For anything important, I also use 2FA.

sigmonsays yesterday at 3:12 PM
If I run the compromised CLI, do they get all my passwords?
raphinou yesterday at 5:05 PM
From my understanding the checkmarx attack could have been prevented by the asfaload project I'm working on. See https://github.com/asfaload/asfaload

It is:

- open source

- accountless(keys are identity)

- using a public git backend making it easily auditable

- easy to self host, meaning you can easily deploy it internally

- multisig, meaning event if GitHub account is breached, malevolent artifacts can be detected

- validating a download transparantly to the user, which only requires the download url, contrary to sigstore

nozzlegear yesterday at 3:11 PM
Another day, another supply chain attack involving GitHub Actions.
y0ssar1an yesterday at 5:52 PM
they were cooked the minute they chose to write it in typescript
giantfrog yesterday at 7:03 PM
How the hell are most people supposed to balance the risk of not updating software against the risk of updating software?
fnoef yesterday at 3:45 PM
I mean, what's the future now? Everyone just vibecoding their own private tools that no "foreign government" has access to? It honestly feels like everything is slowly starting to collapse.

Also didn't Microsoft (the owner of GitHub) got access to Claude Mythos in order to "seCuRe cRitiCal SoftWaRe InfRasTructUre FoR teh AI eRa"? Hows securing GitHub Action going for them?

saidnooneever today at 8:01 AM
some coffee apps will be malicious now with 'melange' as IoC haha.. and Navigator xD... but i guess netscape is kinda malware o.O.

on a more serious note. i told you so levels reaching new heights. dont use password managers. dont handoff this type of risk to a third party.

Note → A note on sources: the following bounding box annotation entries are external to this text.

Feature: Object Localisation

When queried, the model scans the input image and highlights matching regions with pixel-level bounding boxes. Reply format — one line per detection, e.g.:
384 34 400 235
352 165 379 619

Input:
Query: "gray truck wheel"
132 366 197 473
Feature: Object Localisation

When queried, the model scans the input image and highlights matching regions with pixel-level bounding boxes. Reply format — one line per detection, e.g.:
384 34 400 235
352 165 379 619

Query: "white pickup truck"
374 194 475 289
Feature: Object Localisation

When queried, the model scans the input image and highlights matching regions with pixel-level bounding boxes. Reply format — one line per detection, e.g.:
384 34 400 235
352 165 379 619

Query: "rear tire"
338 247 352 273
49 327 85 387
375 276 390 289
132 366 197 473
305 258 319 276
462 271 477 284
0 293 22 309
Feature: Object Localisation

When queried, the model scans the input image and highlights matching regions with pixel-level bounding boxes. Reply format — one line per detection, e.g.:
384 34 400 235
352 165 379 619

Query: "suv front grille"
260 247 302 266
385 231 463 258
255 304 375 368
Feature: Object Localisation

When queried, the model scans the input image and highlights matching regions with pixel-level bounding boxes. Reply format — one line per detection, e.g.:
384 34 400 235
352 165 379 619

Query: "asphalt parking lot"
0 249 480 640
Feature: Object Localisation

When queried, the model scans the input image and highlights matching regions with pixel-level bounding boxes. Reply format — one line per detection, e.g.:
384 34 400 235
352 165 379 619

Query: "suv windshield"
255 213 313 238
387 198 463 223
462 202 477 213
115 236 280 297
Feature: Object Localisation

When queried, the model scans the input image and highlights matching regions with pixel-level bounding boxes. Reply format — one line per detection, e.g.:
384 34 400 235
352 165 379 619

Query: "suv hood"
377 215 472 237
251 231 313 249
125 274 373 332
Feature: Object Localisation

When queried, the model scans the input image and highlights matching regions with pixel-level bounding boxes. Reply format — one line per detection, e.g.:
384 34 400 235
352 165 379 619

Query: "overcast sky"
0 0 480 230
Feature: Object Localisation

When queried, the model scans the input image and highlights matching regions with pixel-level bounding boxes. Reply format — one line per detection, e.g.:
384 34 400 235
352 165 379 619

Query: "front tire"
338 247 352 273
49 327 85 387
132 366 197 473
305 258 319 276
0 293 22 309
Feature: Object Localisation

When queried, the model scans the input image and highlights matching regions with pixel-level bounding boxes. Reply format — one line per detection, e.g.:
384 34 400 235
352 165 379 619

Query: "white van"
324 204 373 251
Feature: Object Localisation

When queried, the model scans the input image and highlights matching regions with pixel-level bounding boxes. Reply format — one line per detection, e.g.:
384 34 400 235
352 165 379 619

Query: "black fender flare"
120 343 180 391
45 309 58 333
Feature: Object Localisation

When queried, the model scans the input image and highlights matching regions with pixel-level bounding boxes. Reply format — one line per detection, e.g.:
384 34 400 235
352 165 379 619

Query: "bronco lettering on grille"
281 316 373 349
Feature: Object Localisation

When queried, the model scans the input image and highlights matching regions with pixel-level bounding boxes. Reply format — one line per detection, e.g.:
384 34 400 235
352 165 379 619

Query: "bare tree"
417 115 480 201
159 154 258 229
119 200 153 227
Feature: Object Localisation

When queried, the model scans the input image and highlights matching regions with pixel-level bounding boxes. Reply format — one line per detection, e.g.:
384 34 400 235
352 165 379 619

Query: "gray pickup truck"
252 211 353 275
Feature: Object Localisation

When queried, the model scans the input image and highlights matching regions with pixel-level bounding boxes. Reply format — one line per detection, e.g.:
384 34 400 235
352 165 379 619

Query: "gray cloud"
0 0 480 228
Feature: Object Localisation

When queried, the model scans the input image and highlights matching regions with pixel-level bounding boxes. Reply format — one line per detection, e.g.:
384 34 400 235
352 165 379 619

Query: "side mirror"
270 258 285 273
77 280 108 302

its like putting all your keys in a flimsy lockbox outside of your appartment. at some point someone will trip over it, find the keys and explore -_-.

it being impractical with the amount of keys/passwords you need to juggle?

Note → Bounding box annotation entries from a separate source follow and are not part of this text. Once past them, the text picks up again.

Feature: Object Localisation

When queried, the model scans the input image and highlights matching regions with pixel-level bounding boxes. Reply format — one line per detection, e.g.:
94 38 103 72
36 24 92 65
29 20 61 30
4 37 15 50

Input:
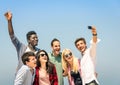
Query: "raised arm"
4 12 14 36
91 26 97 43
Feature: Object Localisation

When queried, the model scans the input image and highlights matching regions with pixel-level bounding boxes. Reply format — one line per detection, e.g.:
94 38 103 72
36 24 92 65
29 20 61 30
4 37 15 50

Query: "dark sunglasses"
40 54 46 57
65 52 72 58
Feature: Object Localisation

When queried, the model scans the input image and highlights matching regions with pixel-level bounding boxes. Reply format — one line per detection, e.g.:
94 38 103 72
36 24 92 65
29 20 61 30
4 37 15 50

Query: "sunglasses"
40 54 46 57
65 52 72 58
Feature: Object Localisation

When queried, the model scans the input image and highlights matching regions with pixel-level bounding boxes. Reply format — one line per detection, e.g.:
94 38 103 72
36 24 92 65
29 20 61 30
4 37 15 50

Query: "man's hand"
4 12 12 20
92 26 97 35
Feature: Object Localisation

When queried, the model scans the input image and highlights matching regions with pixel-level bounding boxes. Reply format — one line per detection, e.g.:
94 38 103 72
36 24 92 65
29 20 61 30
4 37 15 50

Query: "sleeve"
14 67 27 85
90 39 100 57
53 66 58 85
11 35 26 60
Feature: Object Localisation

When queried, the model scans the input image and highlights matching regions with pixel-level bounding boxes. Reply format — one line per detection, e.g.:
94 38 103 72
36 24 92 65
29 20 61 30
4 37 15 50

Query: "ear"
25 61 29 65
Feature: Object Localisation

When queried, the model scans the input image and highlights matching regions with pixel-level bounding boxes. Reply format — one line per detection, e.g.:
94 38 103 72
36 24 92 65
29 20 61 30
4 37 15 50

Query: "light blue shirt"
14 65 35 85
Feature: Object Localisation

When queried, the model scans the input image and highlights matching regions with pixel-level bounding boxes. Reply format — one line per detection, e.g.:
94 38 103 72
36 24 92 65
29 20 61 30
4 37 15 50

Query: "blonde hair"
62 49 79 73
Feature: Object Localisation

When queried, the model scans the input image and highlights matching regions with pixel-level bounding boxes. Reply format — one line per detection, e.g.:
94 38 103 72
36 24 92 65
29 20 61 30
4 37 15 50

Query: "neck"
40 62 46 70
28 44 35 52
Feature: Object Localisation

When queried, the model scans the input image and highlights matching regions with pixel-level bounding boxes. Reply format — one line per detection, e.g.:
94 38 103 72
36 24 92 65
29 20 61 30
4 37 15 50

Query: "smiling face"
76 40 87 53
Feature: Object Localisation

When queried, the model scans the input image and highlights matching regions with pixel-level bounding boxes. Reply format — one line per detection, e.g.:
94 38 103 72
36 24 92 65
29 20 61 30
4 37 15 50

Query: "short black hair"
21 52 35 65
51 38 60 46
26 31 37 40
74 37 86 46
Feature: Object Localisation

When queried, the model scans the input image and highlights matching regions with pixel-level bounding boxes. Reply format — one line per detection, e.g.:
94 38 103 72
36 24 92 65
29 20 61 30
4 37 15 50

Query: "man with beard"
5 12 39 71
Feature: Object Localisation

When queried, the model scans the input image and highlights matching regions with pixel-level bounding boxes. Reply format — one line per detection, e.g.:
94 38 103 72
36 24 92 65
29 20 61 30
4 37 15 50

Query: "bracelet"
93 33 97 36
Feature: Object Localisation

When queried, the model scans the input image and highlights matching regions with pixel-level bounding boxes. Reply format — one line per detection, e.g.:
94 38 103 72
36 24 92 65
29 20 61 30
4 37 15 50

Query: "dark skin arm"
4 12 14 36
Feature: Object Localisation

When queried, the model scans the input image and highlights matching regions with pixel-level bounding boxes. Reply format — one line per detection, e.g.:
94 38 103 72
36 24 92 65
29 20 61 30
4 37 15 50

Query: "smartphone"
88 26 92 30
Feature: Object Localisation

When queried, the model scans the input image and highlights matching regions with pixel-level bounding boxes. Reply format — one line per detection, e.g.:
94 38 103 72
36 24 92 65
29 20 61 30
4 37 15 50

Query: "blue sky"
0 0 120 85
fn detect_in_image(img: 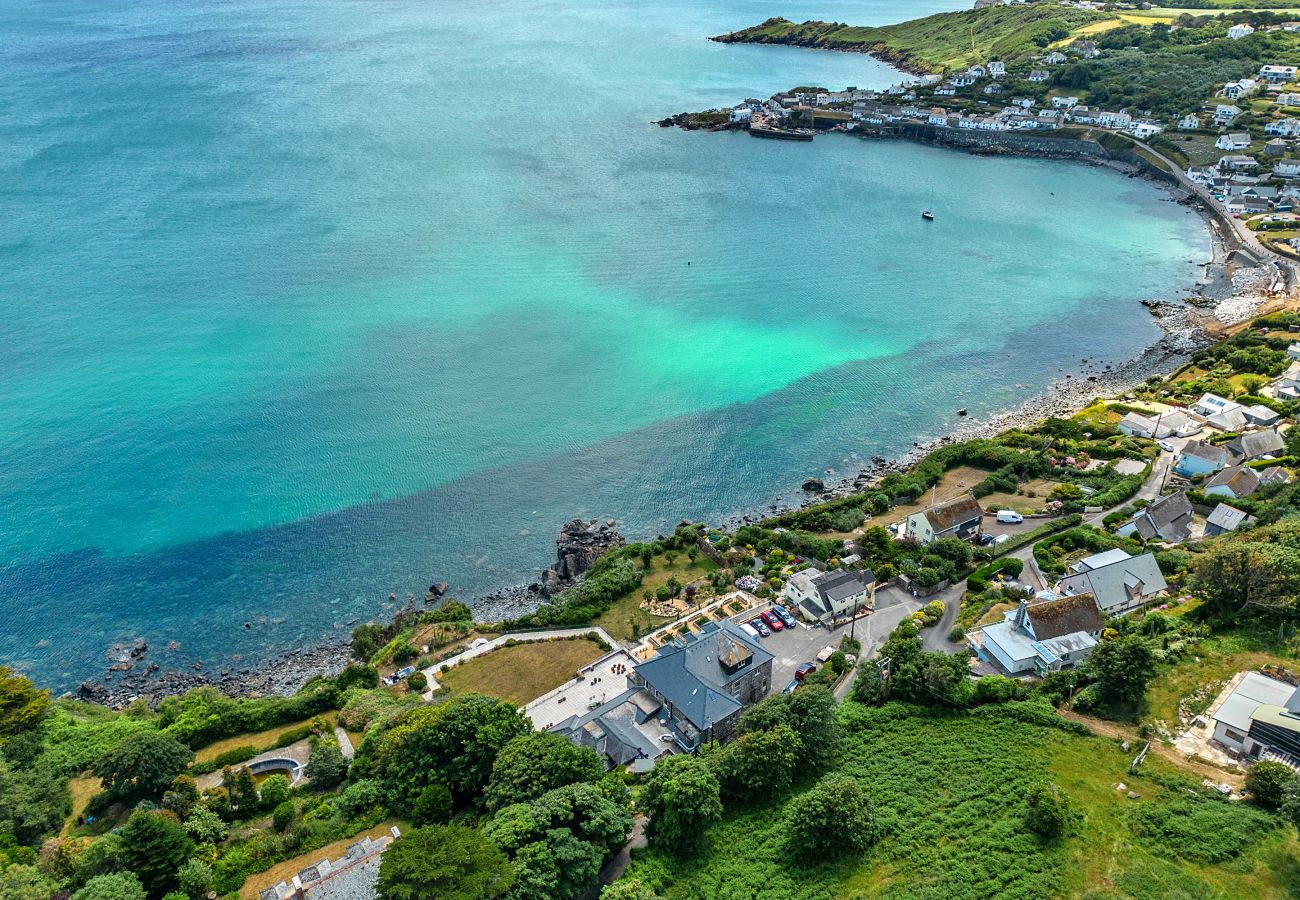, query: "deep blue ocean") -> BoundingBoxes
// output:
[0,0,1209,688]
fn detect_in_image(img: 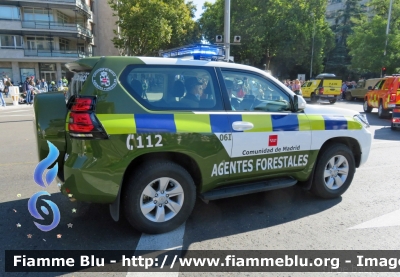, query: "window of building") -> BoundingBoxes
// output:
[59,38,69,51]
[119,65,223,110]
[78,43,86,53]
[26,37,54,50]
[0,67,14,81]
[0,35,23,49]
[76,17,86,27]
[24,8,54,21]
[57,11,70,24]
[0,6,21,20]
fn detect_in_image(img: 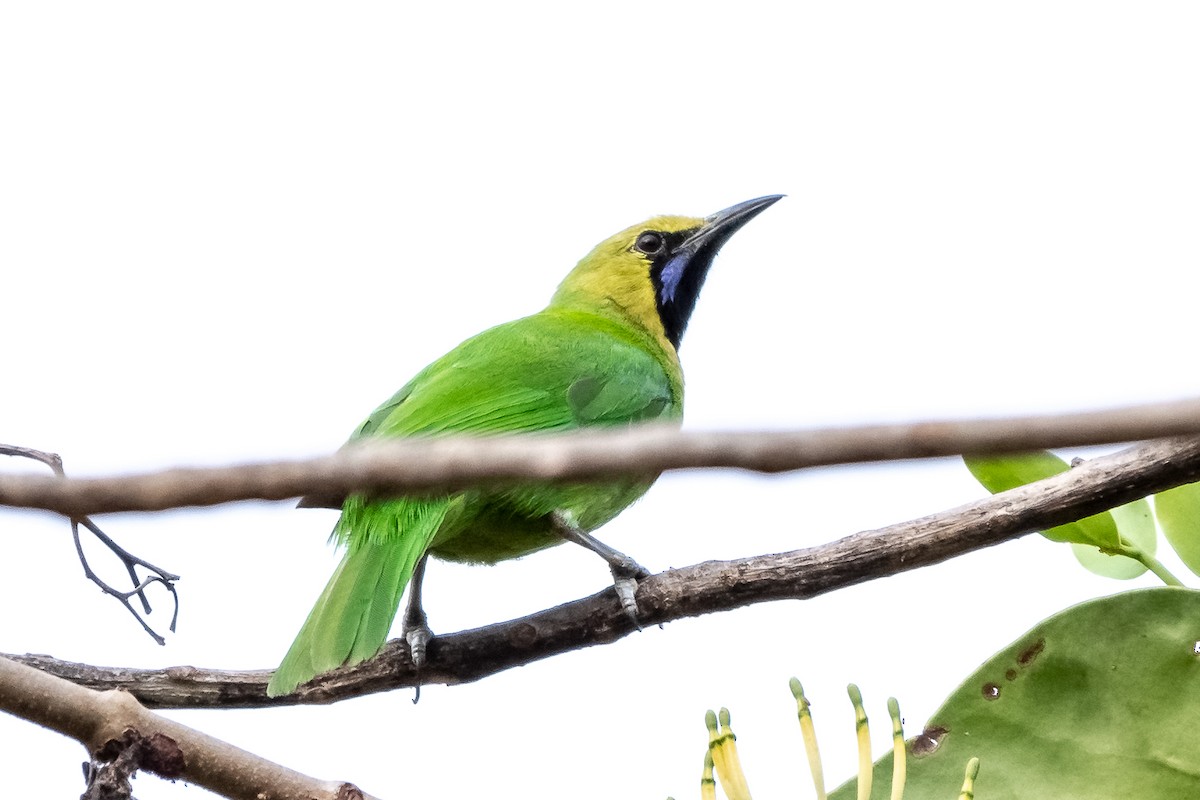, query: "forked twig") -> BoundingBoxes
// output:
[0,444,179,644]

not an excuse. problem should and can be solved differently.

righthand yesterday at 5:48 PM
Dont write clis in Javascript.
nh43215rgb today at 2:03 AM
> THE MOST TRUSTED PASSWORD MANAGER

> Defend against hackers and data breaches

> Fix at-risk passwords and stay safe online with Bitwarden, the best password manager for securely managing and sharing sensitive information.

yep. literally from their website this moment..and the link to their "statement"[0] is nowhere on the front page.

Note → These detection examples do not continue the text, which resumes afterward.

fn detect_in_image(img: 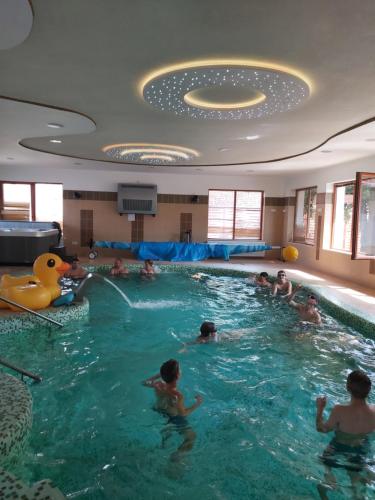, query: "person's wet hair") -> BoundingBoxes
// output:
[346,370,371,399]
[160,359,180,384]
[200,321,216,337]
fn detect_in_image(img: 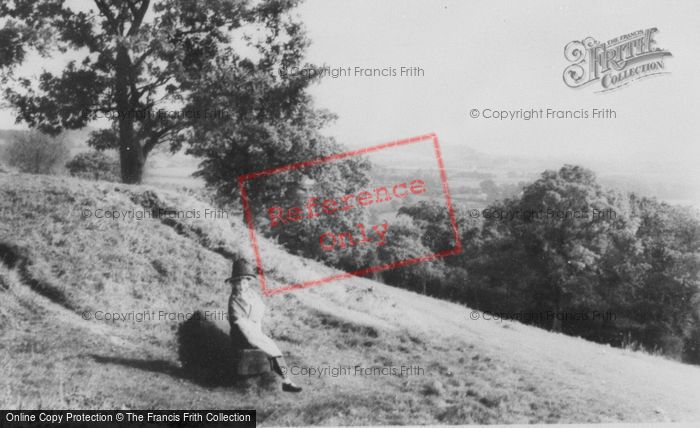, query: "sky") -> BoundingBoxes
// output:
[0,0,700,200]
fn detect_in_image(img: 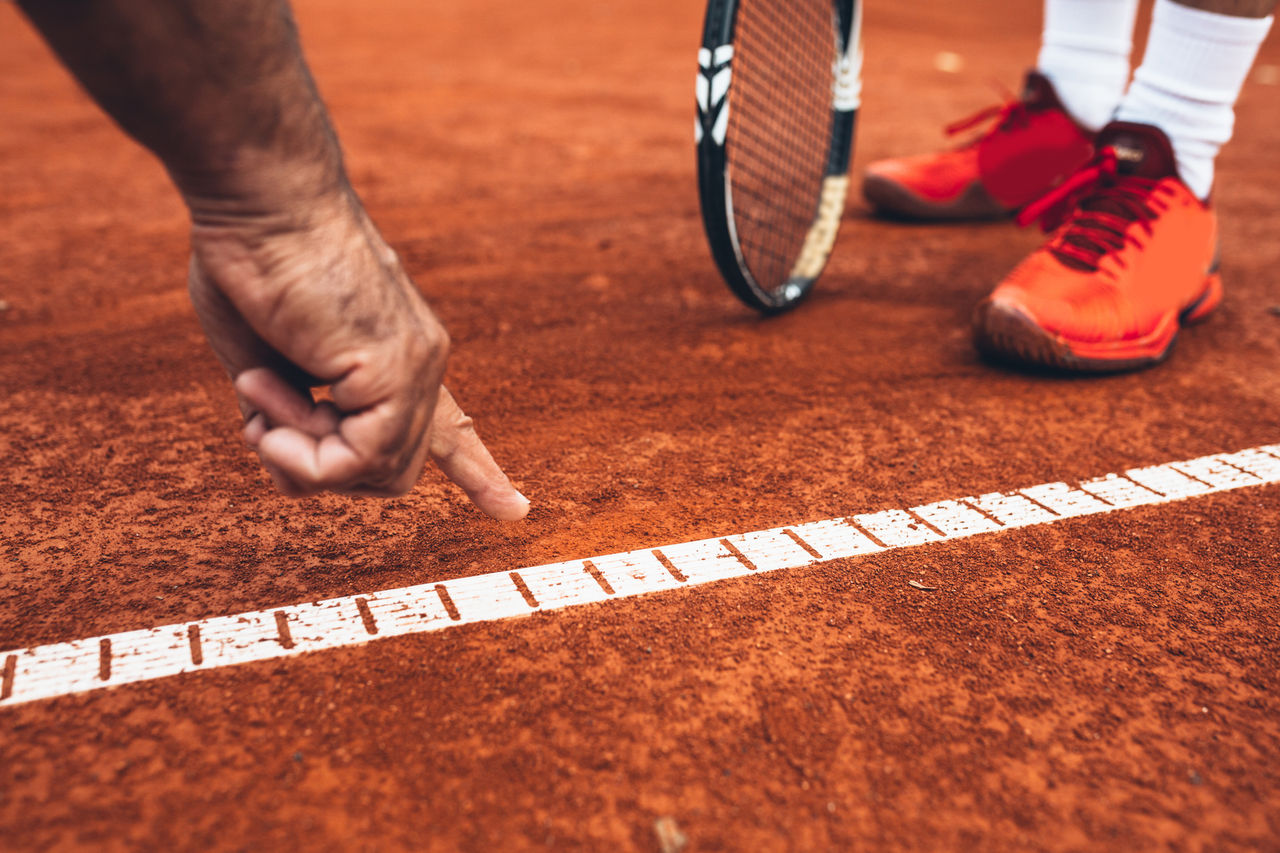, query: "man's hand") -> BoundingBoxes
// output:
[19,0,529,520]
[189,193,529,520]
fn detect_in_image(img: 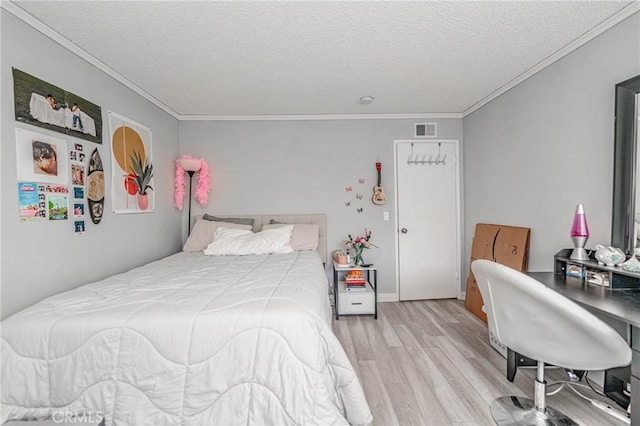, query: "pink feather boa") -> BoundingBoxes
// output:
[173,155,211,210]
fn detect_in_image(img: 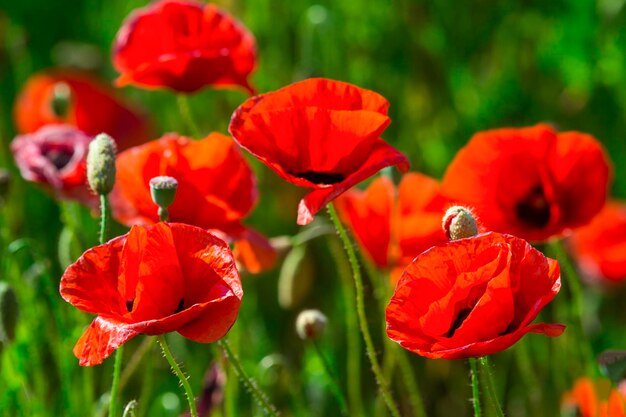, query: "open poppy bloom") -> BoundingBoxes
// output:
[110,133,275,272]
[113,0,256,94]
[442,124,611,241]
[13,70,150,150]
[230,78,409,225]
[11,125,98,207]
[336,172,448,277]
[60,223,243,366]
[562,378,626,417]
[569,201,626,283]
[386,232,565,359]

Oh wait, there is a top banner..."Take insights to action: Bitwarden Access Intelligence now available Learn more >" nope.

[0]: https://community.bitwarden.com/t/bitwarden-statement-on-che...

fraywing yesterday at 3:45 PM
Can we please get a break?

Praying to the security gods.

It seems like we've have non-stop supply chain attacks for months now?

stephenlf yesterday at 6:21 PM
Crap. I use that CLI.
max2026 today at 4:49 AM
[dead]
jeremie_strand yesterday at 6:29 PM
[dead]
gcolella today at 12:30 PM
[dead]
Ms-J today at 12:13 AM
[dead]
asxndu yesterday at 3:46 PM
[dead]
deleted yesterday at 3:20 PM
ripped_britches yesterday at 4:28 PM
[flagged]
rvz yesterday at 3:28 PM
Once again, it is in the NPM ecosystem. OneCLI [0] does not save you either. Happens less with languages that have better standard libraries such as Go.

If you see any package that has hundreds of libraries, that increases the risk of a supply chain attack.

A password manager does not need a CLI tool.